Daniel Athior Atem Manyuon, MINDS Scholar – South Sudan

July 2018

For generations, Africa has faced numerous social, political and economic challenges. These endemic problems range from abject poverty, violence, underutilise agriculture, infrastructure, lack of access to credit facilities, social fractionalisation, poor health facilities, poor education to catastrophic civil unrest; which are linked to illiteracy, lack of proper institution and exploitation by corrupt and brutal leaders. These block African from encountering and supporting sustainable development and recovery of Africa. When these gaps are addressed, many opportunities will open for the youth like entrepreneurship, which shall, in turn, create millions of employments and solve the problem of transitioning to the risk of unemployment.

Access to Capital

African’s financial system is not well established. Most of the financial institutions in the continent are foreign-owned that denied credit services to the local population due to their inability to match up the high transaction costs, difficulty in assessing and managing their risk profiles, lack of the required financial documentation as well as lack of collateral. If the countries could provide the supportive capacity to the African people, that could have equipped them enough to start their initiative of choice like a microfinance institution; an institution that will not only facilitate modernisation of the economy, but also help small business owners and farmers get access to capital through micro-financing.

Besides supporting small businesses, the institution can create jobs. Rampant unemployment plays a huge role in instability in most African countries, South Sudan, Congo, Somali to mention few. Jobless youths fall vulnerable to recruitment by warlords, who use them to achieve their political ambitions. An employed youth cannot leave his/her decent job for a dangerous undertaking such as militancy.

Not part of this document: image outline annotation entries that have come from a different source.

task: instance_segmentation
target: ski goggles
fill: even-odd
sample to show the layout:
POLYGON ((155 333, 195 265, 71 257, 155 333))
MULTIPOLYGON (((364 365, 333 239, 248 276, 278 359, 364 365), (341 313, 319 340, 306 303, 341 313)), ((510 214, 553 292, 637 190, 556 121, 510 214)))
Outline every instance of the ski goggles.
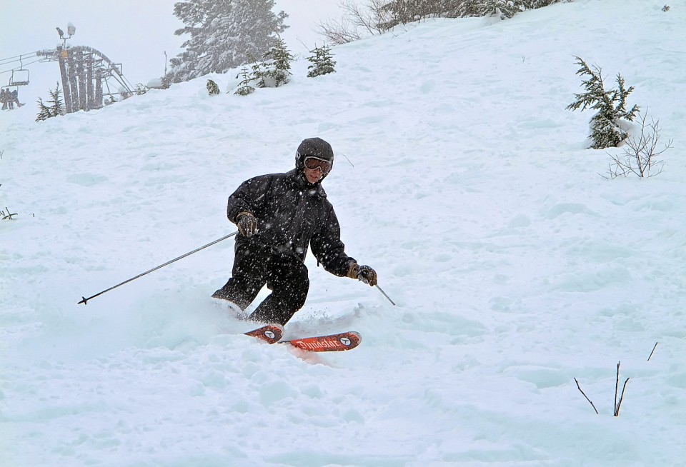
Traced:
POLYGON ((310 170, 319 169, 322 175, 326 175, 331 170, 331 162, 308 156, 305 157, 305 167, 310 170))

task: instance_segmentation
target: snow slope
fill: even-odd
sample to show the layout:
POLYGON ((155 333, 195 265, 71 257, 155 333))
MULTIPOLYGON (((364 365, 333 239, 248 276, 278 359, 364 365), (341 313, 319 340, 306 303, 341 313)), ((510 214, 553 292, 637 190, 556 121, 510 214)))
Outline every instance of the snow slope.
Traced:
POLYGON ((229 72, 215 97, 202 78, 3 112, 0 465, 683 465, 686 13, 662 6, 410 25, 244 98, 229 72), (660 119, 662 174, 599 176, 621 149, 586 149, 591 114, 565 110, 575 55, 660 119), (76 304, 234 231, 228 195, 314 136, 347 251, 397 306, 310 256, 287 337, 352 329, 358 348, 241 336, 209 297, 232 240, 76 304))

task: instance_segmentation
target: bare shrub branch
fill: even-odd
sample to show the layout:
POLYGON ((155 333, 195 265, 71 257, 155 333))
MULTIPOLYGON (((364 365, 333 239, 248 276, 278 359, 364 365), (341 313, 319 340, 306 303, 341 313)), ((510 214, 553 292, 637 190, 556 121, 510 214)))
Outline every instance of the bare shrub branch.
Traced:
POLYGON ((592 402, 591 402, 591 400, 590 400, 590 398, 588 398, 588 396, 586 395, 586 393, 585 393, 583 391, 581 391, 581 386, 579 386, 579 381, 577 381, 577 378, 574 378, 574 381, 576 381, 576 383, 577 383, 577 388, 579 388, 579 391, 581 391, 581 393, 584 395, 584 397, 586 398, 586 400, 588 401, 590 403, 591 406, 593 408, 593 410, 595 411, 596 415, 600 415, 600 414, 598 413, 598 409, 595 408, 595 406, 593 404, 592 402))
POLYGON ((652 348, 652 351, 650 352, 650 355, 648 356, 648 361, 650 361, 650 357, 652 356, 652 354, 655 353, 655 349, 657 348, 657 343, 655 343, 655 346, 652 348))
POLYGON ((655 176, 662 171, 665 162, 660 156, 672 147, 674 140, 670 139, 662 149, 658 150, 660 120, 650 117, 650 123, 647 124, 647 110, 638 119, 641 126, 640 132, 626 140, 622 154, 616 156, 608 153, 612 159, 610 164, 608 176, 601 176, 611 179, 620 176, 626 177, 633 174, 643 179, 655 176))
POLYGON ((317 32, 337 45, 357 41, 365 35, 381 34, 390 29, 387 26, 391 19, 384 8, 386 3, 386 0, 369 0, 366 6, 361 6, 352 0, 344 0, 339 4, 343 19, 318 23, 317 32))
POLYGON ((617 383, 615 384, 615 416, 620 416, 620 408, 622 406, 622 401, 624 400, 624 391, 627 389, 627 383, 629 382, 629 378, 627 378, 627 381, 624 382, 624 387, 622 388, 622 394, 620 396, 620 401, 617 401, 617 394, 620 388, 620 363, 617 362, 617 383))

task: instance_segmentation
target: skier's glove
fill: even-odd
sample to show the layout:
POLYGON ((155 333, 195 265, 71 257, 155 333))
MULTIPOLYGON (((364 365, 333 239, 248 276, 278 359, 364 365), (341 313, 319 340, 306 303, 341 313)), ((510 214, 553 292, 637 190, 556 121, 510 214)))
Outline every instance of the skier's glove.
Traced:
POLYGON ((377 285, 377 271, 368 266, 359 266, 353 263, 348 269, 348 277, 362 281, 372 287, 377 285))
POLYGON ((244 237, 250 237, 257 231, 257 219, 249 212, 242 212, 236 216, 238 231, 244 237))

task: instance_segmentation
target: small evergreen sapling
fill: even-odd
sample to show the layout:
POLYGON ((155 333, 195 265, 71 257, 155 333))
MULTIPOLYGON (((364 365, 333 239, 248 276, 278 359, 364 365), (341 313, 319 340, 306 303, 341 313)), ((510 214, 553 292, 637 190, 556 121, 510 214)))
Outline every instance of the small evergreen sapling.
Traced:
POLYGON ((59 89, 59 82, 58 81, 55 89, 50 90, 50 100, 47 103, 43 102, 43 99, 40 97, 38 98, 39 114, 36 117, 36 121, 41 121, 59 115, 64 115, 64 106, 61 93, 61 90, 59 89))
POLYGON ((207 80, 207 92, 210 96, 218 96, 219 94, 219 86, 212 79, 207 80))
POLYGON ((241 70, 241 72, 236 75, 236 77, 241 77, 241 82, 238 86, 238 89, 236 89, 234 94, 238 94, 239 96, 247 96, 255 91, 255 89, 250 86, 250 81, 252 79, 250 75, 248 74, 248 69, 245 66, 243 67, 243 69, 241 70))
POLYGON ((586 92, 575 94, 576 100, 568 105, 566 110, 573 111, 581 107, 583 111, 588 107, 597 111, 597 113, 591 117, 590 122, 590 138, 593 140, 590 147, 594 149, 603 149, 617 146, 628 136, 621 126, 622 121, 633 121, 640 110, 636 105, 630 111, 626 109, 627 96, 634 90, 634 86, 625 89, 624 79, 621 74, 617 74, 618 89, 605 91, 602 70, 595 66, 592 70, 580 58, 575 58, 576 63, 581 66, 576 74, 588 76, 588 79, 583 81, 582 84, 586 92))
POLYGON ((272 48, 262 56, 264 60, 252 66, 252 77, 260 88, 277 88, 286 84, 291 76, 291 62, 293 56, 280 37, 274 41, 272 48))
POLYGON ((307 69, 309 70, 307 72, 308 78, 314 78, 329 73, 336 73, 334 69, 336 62, 334 61, 331 49, 328 46, 326 45, 321 47, 315 46, 314 50, 309 51, 314 55, 307 57, 307 60, 312 64, 307 67, 307 69))

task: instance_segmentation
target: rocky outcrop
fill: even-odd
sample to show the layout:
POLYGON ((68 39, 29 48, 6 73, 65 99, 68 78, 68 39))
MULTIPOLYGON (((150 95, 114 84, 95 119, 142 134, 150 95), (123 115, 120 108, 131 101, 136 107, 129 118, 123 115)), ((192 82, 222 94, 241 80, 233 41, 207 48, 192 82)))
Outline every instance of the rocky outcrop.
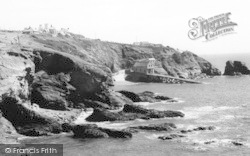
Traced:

Infrastructure development drives economic transformation

It is accepted that infrastructure development is critical to Africa’s economic transformation. The growth of the continent happens with the availability of adequate infrastructure. Many African countries still have insufficiency of state-owned infrastructure facilities, and that should’ve to lead to an effective contribution to the generation of revenue for the government that could be injected in the public activities.  This necessitates for the state’s government to provide adequate facilities to the public, local and foreign private sector firms to promote rapid achievement of sustainable economic growth through Intra-Africa trade and investment.

Turning Resources into Continental Prosperity

Africa potentiality lies in it fertile land, water full of fishing as well as other water-natural resources, that can help its citizens, in its knowledge and markets transformation. With Africa recognising it natural resource opportunity, agriculture could be significant pillars to the transformation of Africa economic and development, this can contribute to the continent major priorities such as eradicating of poverty and hunger in the region, boosting intra- Africa trade and investment, sustainable resources, promotion of industrialisation, creating jobs, human security, environmental management, and continent prosperity.

Energy security and other national resource are keys important to Africa development. Providing energy system to Africa rural household especially kerosene remains a major challenge due to the cost of electrifies infrastructure. Investment in a renewable energy project in Africa can increases insufficient, this believed that there is vast untapped natural gas in Africa with significant hydroelectric power potential.  However, numerous challenges for investors in funding project in Africa remain constant insufficient regulatory framework and social fractionalisation. This needs a government to essentialise for private sector investment in energy projects to reduce and solve a developmental challenge.

Poor governance and institutional accountability, it is an easy fix. Electing leaders with the capacity to deliver on the aspirations of Africa should suffice. One of the reasons many African countries end up with bad leaders is a blind support of a candidate simply because of ethnic affiliation. It can be solved by sensitising Africa’s youth on the consequences of their choices as well as encouraging them to shun sectarianism.  Strong institutions created in the will of its citizens, they can push forward true leadership, democratic governance and unity for Africa.

Technology a Driver of Growth and Productivity

Africa has the advantage of being able to leapfrog directly to use the latest technology. It is estimated that more Africans have access to mobile phones than to clean water and electricity, (World Bank, 2011). Although costs remain high, Africa’s Internet infrastructure capacity has increased tenfold since 2006 and the entire continent now has access to undersea fibre optic cables.

African countries should begin to be partners to other developed countries in an enhancing conceptualisation, implementation, monitoring and evaluation of developmental policies and programmes like agricultural productivities and strengthening financial institution; not economic slaves. Most of the African countries tend to borrow from other countries more than they produce. By so doing, they end up burdened by debt; and usually, creditors use this leverage to influence the countries’ policies on their favor. Such dependence interferes with the sovereignty of a country.

Finally, Africa should leverage science and technology to catalyze faster economic growth. Technologically advancement is correlated to the high rate of development—something that could easily be seen in the rapid development in countries such as Singapore, South Korea, Malaysia, et cetera.